Me Rodrigue Dadjé dénonce les violations flagrantes de la loi ivoirienne dans les affaires Laurent Gbagbo et Tidjane Thiam.

L’avocat tire la sonnette d’alarme : la loi ne peut pas être à géométrie variable.

Pour Me Rodrigue Dadjé, avocat de l’ex-président Laurent Gbagbo, la loi ivoirienne est appliquée de manière arbitraire, au gré des intérêts politiques.

“Les gens utilisent la loi quand ça les arrange. Et l’ignorent quand ça les gêne.”

Il cite l’exemple de Tidjane Thiam, exclu de la liste électorale. Or, selon la loi, la révision de la liste est obligatoire chaque année, sans débat possible.

“Si la loi avait été respectée, le président Thiam serait inscrit. On ne peut pas refuser d’appliquer une loi pour éliminer des Ivoiriens, puis exiger son respect quand cela sert un camp.”

« Gbagbo a été victime de violations multiples du droit ivoirien »

L’avocat revient également sur les irrégularités entourant les poursuites engagées contre Laurent Gbagbo :

1. L’autorisation de l’Assemblée nationale, obligatoire pour juger un ancien chef d’État, n’a jamais été obtenue ni publiée.

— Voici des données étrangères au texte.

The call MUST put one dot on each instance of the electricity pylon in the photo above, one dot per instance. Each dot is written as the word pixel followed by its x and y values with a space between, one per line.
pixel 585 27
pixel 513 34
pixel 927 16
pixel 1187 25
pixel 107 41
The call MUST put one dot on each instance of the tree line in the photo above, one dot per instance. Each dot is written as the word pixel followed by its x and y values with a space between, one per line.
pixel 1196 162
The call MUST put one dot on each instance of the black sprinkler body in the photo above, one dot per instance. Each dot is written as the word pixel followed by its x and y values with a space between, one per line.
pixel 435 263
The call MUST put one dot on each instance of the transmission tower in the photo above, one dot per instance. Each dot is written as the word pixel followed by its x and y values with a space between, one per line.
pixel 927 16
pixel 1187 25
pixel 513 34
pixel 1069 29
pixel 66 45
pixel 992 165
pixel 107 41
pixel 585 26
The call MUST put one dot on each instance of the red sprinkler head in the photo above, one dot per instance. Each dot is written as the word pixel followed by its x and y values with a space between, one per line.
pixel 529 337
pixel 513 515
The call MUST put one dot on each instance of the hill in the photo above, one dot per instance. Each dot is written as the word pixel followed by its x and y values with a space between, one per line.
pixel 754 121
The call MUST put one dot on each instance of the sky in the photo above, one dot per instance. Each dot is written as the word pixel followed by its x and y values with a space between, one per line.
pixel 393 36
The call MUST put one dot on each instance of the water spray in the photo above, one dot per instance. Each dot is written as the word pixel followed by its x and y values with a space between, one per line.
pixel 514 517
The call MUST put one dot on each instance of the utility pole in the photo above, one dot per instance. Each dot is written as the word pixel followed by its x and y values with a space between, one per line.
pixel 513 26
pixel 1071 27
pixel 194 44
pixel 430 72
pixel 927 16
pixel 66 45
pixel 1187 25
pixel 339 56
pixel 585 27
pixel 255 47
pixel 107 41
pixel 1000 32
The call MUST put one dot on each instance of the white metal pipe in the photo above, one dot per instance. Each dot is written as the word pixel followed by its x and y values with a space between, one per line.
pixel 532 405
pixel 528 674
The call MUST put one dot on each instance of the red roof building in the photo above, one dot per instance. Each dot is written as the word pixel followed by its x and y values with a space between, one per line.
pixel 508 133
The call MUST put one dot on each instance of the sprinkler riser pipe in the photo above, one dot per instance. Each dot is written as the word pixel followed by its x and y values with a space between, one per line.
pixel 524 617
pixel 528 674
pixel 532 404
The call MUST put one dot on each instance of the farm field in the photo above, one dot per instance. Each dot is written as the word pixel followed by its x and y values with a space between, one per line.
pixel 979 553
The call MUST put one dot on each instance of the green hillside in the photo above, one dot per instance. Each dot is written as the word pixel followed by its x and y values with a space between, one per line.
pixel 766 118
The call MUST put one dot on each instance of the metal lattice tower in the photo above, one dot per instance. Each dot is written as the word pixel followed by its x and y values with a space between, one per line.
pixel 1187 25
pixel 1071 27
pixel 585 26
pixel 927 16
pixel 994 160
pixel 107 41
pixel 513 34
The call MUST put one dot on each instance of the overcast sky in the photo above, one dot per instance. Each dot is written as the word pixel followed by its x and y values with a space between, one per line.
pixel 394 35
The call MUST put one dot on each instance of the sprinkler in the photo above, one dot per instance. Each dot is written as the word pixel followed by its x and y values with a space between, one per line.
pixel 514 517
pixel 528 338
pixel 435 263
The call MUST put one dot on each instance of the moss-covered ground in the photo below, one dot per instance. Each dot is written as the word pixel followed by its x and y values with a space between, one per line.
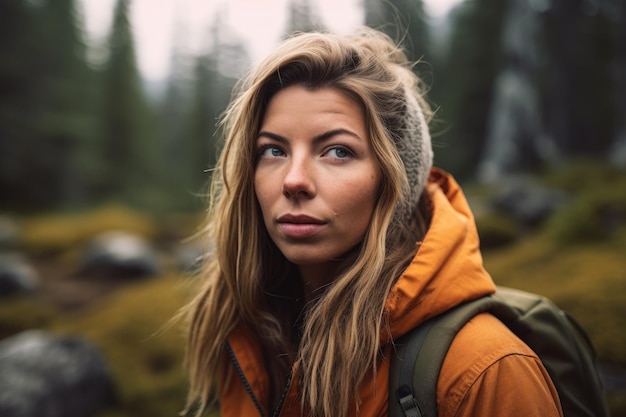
pixel 582 268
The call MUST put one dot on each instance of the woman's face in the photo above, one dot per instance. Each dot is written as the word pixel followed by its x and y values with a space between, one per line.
pixel 316 177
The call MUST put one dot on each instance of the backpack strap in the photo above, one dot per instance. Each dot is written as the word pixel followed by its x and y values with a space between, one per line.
pixel 418 356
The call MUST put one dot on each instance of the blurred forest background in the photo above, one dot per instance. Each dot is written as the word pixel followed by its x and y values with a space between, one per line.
pixel 530 99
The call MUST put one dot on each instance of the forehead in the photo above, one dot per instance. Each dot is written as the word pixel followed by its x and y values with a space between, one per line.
pixel 304 105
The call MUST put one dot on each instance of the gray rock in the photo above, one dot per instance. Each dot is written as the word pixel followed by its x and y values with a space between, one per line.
pixel 16 275
pixel 528 203
pixel 120 254
pixel 42 375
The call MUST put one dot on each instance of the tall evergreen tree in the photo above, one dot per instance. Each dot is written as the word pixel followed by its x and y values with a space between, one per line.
pixel 405 21
pixel 302 17
pixel 45 104
pixel 579 83
pixel 128 151
pixel 465 85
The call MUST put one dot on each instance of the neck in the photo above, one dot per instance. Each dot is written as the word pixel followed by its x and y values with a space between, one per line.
pixel 318 277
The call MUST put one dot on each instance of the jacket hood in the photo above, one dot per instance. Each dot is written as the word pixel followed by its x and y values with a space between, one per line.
pixel 447 269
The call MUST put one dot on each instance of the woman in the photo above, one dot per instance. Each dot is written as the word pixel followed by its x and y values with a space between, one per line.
pixel 332 237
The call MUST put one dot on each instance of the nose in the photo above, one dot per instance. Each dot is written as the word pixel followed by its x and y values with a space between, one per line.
pixel 299 180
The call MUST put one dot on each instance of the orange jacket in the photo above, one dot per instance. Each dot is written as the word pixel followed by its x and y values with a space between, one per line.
pixel 488 371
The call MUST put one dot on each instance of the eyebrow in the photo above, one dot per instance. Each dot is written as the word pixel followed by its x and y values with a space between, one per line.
pixel 316 139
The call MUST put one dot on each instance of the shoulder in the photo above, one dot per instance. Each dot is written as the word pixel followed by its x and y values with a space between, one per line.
pixel 490 371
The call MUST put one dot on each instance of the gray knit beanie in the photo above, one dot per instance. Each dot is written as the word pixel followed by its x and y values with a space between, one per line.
pixel 415 149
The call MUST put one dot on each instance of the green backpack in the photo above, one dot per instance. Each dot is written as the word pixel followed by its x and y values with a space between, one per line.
pixel 561 344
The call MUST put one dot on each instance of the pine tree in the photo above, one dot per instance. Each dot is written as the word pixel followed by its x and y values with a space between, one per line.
pixel 127 144
pixel 465 85
pixel 46 104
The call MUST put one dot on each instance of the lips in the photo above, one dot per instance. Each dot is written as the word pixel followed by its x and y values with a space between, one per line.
pixel 299 226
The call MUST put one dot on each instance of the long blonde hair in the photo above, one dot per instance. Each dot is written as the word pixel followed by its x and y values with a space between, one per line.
pixel 244 280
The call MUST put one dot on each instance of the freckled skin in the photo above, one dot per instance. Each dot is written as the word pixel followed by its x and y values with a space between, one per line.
pixel 316 178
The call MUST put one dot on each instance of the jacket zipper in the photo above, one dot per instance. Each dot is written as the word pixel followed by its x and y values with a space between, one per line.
pixel 248 387
pixel 244 380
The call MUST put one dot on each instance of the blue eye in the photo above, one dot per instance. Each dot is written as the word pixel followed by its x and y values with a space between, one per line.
pixel 270 152
pixel 339 152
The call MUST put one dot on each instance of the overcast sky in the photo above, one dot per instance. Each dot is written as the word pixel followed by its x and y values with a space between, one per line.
pixel 260 23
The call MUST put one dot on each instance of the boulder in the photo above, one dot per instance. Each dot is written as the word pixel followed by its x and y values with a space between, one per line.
pixel 528 203
pixel 43 375
pixel 120 254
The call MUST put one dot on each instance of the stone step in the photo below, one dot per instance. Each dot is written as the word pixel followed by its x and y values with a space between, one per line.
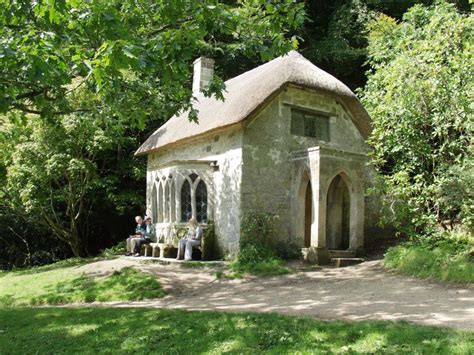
pixel 341 262
pixel 335 253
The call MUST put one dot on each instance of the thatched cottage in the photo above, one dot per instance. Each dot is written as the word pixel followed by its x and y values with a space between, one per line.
pixel 289 139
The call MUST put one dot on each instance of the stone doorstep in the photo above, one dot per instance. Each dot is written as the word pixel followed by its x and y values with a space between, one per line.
pixel 335 253
pixel 341 262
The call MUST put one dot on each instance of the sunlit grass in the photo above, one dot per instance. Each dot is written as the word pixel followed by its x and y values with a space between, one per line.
pixel 442 259
pixel 68 285
pixel 143 330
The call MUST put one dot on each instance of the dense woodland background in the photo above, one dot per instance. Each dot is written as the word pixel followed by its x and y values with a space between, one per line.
pixel 83 89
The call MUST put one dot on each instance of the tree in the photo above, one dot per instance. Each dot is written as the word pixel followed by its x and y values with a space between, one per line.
pixel 134 56
pixel 82 82
pixel 419 94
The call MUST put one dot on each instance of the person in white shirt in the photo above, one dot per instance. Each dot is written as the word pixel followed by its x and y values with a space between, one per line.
pixel 192 239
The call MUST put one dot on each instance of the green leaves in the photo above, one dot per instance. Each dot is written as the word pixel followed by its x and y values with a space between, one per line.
pixel 134 57
pixel 418 96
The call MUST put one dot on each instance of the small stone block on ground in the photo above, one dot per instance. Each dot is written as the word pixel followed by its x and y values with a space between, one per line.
pixel 341 262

“Le procureur m’a envoyé une citation le 6 novembre 2019, pour une audience le 21 novembre. Mais la mention légale ‘autorisation de l’Assemblée obtenue et publiée’ n’y figurait pas.”

2. L’extradition de Laurent Gbagbo vers la CPI, en 2011, viole la Constitution.

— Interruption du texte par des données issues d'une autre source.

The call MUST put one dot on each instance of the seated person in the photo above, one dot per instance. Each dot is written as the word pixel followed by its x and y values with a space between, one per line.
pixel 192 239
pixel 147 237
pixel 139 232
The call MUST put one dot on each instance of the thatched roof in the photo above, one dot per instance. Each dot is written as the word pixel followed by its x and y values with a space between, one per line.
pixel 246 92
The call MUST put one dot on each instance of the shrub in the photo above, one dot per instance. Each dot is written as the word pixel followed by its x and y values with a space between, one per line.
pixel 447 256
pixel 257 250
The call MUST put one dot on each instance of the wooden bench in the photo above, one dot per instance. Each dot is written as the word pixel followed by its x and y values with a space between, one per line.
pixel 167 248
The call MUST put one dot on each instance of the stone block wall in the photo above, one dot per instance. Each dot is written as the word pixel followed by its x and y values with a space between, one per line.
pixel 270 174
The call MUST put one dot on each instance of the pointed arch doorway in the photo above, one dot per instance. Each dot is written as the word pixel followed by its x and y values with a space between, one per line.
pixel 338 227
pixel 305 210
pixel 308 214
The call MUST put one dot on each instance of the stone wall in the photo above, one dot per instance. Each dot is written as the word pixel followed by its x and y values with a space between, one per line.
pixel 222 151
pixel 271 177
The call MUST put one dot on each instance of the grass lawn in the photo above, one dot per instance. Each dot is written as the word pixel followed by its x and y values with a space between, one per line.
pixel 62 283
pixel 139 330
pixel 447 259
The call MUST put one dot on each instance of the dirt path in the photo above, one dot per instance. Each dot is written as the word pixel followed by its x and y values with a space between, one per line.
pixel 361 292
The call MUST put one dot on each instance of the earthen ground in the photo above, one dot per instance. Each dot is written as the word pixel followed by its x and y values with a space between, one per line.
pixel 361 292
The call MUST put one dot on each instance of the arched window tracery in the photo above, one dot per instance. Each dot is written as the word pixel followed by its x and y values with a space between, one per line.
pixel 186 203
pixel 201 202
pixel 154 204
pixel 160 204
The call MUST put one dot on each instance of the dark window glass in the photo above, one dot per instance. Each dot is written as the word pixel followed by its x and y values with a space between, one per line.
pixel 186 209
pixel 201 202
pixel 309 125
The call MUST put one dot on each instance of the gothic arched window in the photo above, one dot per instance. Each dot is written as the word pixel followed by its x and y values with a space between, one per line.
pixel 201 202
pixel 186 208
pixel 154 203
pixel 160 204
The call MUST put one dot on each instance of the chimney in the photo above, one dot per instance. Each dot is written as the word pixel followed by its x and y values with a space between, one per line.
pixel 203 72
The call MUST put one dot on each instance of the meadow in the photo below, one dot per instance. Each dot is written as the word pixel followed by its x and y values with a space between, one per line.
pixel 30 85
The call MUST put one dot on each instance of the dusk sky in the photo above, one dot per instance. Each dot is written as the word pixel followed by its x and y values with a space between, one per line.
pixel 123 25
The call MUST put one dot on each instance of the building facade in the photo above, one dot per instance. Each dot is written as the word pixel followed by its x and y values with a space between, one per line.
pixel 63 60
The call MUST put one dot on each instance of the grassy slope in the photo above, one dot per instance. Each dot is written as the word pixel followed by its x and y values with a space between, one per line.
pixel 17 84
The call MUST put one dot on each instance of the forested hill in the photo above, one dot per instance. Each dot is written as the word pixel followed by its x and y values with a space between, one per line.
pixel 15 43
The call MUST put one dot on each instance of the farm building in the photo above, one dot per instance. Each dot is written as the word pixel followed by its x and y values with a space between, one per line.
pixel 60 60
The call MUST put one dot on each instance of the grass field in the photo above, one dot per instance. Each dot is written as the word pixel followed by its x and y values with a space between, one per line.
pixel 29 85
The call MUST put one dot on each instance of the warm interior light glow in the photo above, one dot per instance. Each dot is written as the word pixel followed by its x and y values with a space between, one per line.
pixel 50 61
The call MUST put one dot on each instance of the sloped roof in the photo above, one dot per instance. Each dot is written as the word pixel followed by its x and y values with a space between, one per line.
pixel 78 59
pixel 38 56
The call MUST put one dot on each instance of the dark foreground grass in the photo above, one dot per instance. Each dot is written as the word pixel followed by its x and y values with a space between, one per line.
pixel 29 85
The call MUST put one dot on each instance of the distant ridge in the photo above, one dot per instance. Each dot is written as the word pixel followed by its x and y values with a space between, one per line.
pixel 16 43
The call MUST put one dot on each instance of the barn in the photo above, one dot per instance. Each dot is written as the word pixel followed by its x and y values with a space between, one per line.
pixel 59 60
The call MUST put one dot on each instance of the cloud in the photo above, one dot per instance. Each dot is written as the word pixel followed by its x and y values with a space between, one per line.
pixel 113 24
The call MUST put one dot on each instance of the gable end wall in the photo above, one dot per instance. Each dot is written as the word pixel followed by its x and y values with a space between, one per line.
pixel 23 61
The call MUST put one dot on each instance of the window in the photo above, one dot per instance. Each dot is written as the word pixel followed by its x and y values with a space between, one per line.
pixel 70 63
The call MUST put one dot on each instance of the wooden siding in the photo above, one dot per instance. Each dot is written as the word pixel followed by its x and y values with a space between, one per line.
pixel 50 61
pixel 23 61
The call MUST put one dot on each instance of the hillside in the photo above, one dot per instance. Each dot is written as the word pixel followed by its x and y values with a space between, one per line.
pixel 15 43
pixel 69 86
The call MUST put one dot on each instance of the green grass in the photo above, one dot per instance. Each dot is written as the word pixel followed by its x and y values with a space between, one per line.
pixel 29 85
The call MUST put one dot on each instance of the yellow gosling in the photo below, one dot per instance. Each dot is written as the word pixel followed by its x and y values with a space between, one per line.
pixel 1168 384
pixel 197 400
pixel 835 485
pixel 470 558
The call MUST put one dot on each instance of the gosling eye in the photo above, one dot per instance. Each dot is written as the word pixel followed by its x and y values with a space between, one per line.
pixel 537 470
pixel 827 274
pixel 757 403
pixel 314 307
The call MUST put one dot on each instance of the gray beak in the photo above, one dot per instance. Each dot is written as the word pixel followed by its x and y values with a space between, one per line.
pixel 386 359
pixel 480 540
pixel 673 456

“Le droit ivoirien interdit l’extradition d’un citoyen national. Ce principe a été violé dans le cas Gbagbo.”

3. L’irrégularité de la convocation judiciaire elle-même.

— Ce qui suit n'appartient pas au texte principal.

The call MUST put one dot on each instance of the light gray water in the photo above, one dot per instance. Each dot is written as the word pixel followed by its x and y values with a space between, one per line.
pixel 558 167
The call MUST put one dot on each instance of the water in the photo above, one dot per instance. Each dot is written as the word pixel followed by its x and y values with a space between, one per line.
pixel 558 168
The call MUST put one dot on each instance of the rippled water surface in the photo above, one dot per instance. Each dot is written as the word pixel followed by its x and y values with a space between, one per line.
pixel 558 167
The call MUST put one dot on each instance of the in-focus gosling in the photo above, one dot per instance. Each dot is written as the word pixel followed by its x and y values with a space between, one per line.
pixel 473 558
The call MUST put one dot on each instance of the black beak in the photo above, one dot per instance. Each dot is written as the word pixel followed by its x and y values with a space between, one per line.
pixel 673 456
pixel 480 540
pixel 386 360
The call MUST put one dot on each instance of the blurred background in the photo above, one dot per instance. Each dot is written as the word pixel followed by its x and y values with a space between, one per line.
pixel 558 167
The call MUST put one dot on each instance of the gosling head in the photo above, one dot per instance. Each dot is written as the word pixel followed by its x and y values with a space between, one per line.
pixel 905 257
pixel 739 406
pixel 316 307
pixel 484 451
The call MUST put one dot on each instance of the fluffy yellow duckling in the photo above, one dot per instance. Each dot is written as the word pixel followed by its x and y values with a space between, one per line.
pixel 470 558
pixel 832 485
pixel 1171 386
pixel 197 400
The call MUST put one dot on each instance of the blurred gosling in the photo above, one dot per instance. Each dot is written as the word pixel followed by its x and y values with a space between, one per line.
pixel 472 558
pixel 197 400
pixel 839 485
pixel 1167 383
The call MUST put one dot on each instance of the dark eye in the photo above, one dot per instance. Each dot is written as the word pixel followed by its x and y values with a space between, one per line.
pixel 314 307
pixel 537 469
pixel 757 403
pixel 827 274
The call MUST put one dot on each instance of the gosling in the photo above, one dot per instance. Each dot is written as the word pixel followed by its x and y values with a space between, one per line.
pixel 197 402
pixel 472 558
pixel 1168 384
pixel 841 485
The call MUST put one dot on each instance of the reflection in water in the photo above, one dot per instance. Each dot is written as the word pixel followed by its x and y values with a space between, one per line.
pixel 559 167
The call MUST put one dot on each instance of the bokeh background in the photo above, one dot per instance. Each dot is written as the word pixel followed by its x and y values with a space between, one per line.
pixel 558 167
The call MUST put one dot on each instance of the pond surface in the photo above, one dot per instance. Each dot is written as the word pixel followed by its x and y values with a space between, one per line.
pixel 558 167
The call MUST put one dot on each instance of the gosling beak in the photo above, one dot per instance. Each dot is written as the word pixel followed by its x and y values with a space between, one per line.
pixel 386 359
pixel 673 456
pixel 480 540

“En droit pénal, seul le prévenu peut recevoir sa convocation. L’avocat ne peut la recevoir à sa place. C’est pourtant moi, son avocat, qui ai été convoqué à mon propre cabinet !”

Selon Me Dadjé, l’État ivoirien aurait dû notifier Laurent Gbagbo directement à la Haye, puisqu’il s’est lui-même chargé de l’y transférer.

« Respecter la loi, c’est respecter les citoyens »

Rodrigue Dadjé interpelle les institutions :

“On ne peut pas construire une démocratie sur des lois qu’on applique selon les personnes. La loi, c’est pour tous — ou pour personne.”